[MRG+1] Fix to documentation and docstring of randomized lasso and randomized logistic regression #6498

clamus · 2016-03-07T00:55:21Z

Todo:

Agree on the notation for scaling in relation the equations.
Agree on "See Also" if cross referencing between logistic and lasso sides need to be included

hlin117 · 2016-03-07T01:31:59Z

doc/modules/feature_selection.rst

+
+.. math::   \hat{w_I} = \mathrm{arg}\min_{w} \frac{1}{2n_I} \sum_{i \in I} (y_i - x_i^T w)^2 + \alpha \sum_{j=1}^p \frac{|w_j|}{s_j},
+
+where :math:`s_j \in \{s, 1\}` are independent trials of a fair Bernoulli


Let's be consistent with the docstrings of the functions. s is described as alpha in the docstrings:

scaling : float, optional, default=0.5
The alpha parameter in the stability selection article used to randomly scale the features. Should be between 0 and 1.
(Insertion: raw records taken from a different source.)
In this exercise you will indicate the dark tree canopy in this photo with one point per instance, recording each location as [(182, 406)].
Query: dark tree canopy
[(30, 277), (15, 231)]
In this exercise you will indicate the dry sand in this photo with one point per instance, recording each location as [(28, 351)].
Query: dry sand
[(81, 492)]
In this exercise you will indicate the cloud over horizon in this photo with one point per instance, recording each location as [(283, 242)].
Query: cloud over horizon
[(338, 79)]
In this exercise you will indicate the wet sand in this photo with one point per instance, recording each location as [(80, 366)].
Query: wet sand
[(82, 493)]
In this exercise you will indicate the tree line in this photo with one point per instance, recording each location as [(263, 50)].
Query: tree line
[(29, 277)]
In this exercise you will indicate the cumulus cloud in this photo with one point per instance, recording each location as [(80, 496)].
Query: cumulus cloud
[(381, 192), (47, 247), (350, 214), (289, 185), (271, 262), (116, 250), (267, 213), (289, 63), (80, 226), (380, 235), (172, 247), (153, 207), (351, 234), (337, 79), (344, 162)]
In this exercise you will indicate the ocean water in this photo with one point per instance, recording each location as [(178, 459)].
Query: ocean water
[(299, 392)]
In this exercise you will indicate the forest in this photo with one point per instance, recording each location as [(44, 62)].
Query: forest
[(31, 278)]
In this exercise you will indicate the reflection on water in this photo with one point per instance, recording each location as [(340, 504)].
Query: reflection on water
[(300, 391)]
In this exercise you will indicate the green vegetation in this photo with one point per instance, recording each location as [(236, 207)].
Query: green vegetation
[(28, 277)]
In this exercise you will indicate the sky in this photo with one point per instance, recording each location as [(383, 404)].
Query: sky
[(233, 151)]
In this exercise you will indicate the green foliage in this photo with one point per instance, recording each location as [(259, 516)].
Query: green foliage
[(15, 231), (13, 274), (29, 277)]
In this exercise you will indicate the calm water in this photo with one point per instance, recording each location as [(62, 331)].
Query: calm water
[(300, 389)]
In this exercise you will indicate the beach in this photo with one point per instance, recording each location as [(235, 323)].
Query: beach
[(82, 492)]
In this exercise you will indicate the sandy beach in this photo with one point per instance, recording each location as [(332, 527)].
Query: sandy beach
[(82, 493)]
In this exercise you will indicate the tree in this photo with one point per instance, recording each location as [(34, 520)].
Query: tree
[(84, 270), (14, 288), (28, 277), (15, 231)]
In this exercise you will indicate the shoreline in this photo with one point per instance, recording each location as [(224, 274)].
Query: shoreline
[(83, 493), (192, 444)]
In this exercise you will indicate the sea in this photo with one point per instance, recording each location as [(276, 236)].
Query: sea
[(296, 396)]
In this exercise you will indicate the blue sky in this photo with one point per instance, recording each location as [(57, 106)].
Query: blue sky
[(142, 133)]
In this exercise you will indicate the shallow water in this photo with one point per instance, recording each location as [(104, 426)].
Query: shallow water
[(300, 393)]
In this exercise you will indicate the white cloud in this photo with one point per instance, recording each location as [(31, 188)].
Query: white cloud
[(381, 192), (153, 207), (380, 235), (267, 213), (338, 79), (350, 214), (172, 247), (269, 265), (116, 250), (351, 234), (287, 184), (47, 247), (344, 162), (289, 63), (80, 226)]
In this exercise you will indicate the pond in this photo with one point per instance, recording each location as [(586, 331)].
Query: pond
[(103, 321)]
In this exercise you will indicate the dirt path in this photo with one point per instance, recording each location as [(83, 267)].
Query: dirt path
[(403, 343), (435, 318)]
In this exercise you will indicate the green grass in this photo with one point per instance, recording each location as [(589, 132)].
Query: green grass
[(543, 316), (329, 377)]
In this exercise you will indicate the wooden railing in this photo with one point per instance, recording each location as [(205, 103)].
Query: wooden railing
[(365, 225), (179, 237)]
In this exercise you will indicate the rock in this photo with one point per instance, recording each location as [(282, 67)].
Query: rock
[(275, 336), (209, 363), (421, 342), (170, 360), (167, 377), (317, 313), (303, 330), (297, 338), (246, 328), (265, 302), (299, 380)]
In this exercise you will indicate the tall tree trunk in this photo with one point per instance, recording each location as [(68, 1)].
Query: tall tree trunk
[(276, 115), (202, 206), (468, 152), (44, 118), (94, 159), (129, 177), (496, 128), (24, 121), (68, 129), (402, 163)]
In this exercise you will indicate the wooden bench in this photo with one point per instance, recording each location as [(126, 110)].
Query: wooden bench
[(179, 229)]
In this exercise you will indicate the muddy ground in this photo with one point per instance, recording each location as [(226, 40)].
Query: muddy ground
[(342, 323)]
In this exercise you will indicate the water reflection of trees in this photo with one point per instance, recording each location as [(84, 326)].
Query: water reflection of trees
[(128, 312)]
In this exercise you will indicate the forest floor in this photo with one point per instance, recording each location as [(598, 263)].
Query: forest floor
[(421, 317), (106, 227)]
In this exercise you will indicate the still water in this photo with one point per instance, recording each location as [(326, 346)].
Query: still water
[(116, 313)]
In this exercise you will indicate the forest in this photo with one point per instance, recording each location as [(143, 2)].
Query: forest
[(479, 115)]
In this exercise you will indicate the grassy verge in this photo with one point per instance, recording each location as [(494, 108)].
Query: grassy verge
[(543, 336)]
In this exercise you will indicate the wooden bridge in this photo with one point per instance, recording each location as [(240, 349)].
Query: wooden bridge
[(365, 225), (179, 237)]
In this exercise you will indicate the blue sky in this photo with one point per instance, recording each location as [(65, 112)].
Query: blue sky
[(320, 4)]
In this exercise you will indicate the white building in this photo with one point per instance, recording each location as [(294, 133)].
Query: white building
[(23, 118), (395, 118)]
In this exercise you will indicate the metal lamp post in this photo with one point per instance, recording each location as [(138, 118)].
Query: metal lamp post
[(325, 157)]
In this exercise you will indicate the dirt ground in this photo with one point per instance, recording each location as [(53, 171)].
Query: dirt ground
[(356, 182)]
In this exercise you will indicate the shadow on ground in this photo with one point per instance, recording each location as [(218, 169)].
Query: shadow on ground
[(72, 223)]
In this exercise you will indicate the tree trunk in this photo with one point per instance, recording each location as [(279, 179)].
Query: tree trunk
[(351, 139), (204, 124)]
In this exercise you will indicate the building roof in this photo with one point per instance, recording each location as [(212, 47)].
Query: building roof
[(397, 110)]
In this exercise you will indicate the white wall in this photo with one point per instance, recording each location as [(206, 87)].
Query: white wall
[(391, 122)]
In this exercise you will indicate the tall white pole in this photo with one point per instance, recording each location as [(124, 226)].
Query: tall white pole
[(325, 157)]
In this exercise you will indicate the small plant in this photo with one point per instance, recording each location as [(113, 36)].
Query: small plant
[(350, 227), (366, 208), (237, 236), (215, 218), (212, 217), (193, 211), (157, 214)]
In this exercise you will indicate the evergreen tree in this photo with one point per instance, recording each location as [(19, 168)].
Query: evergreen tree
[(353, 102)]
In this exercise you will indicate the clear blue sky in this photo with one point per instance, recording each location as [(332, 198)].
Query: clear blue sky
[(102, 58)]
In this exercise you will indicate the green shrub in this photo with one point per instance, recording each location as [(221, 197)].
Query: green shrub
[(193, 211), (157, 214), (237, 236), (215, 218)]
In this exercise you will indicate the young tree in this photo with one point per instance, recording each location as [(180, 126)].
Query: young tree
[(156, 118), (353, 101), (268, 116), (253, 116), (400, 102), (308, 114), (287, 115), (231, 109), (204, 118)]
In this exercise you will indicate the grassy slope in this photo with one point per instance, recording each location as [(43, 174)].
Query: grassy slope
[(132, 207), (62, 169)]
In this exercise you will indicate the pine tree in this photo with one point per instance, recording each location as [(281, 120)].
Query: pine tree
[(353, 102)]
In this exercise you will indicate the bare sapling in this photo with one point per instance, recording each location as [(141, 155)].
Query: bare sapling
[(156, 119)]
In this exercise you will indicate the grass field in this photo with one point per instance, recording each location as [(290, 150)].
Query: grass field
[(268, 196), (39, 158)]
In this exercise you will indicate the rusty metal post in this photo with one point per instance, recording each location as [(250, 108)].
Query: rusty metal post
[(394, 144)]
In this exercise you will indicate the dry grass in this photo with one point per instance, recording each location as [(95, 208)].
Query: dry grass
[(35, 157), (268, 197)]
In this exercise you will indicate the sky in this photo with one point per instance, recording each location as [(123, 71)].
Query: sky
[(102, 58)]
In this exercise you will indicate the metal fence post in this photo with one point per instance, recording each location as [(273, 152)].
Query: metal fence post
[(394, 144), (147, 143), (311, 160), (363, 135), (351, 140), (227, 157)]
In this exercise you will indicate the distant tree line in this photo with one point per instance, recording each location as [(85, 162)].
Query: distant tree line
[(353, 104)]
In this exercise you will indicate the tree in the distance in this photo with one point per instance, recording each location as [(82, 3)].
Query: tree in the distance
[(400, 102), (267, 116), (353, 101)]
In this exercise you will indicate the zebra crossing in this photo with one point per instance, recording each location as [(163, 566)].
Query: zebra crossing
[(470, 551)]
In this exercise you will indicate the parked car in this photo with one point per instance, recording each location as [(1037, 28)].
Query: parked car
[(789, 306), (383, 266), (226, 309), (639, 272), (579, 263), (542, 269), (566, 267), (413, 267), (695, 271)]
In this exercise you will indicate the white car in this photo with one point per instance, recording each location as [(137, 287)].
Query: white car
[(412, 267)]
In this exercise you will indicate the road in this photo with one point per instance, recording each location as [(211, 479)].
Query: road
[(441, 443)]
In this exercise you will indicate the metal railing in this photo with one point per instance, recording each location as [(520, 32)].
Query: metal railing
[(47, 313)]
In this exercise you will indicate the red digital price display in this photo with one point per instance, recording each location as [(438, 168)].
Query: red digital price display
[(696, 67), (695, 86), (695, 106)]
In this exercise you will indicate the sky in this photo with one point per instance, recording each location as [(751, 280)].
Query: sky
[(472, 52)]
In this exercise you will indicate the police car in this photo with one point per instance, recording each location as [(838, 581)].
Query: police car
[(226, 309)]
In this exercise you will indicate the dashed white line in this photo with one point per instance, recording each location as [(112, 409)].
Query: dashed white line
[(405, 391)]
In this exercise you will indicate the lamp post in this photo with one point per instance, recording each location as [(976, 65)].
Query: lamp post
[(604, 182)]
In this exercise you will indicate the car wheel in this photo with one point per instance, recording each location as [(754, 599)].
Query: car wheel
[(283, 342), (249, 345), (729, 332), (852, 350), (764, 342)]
I thought about this but I am not sure. alpha is used throughout sklearn linear models as the penalty parameter. The unfortunate thing is that alpha is the scaling factor in the paper. Probably using alpha in the equations will be more confusing. Maybe the solution is to change the docstring for scaling and reference that this is s in the equation. What do you think?

Very good observation. Though, to stay true with the source code, I would say it's better to replace alpha with C and s with alpha. We would ideally want someone to look at the model's description, and understand the model by looking at its objective function.

But you do make a good point about trying to stay true to the paper; I would put in parenthesis what the variables C and alpha are representing from the original paper.

(Making the point that w here is beta in the paper, and s_j here is w_k in the paper seems like overkill.)

Yup, agree with you. Staying consistent internally is better to match the paper's notation. Though, there is an additional "issue". This is that alpha and C in the code refer to the penalization in the Lasso and Logistic regression models, respectively. And in the code, alpha is not used as scaler, but a variable called weights. I just submitted a change that does not call alpha the scaling parameter, but just s. This might be better. What do you think?

hlin117 · 2016-03-07T01:54:21Z

These are very good edits. Thanks for the clarification in the documentation, @clamus.

clamus · 2016-03-07T02:58:03Z

Thanks so much for the comments @hlin117! I fixed most of them, except the two things I mention now in the commits message.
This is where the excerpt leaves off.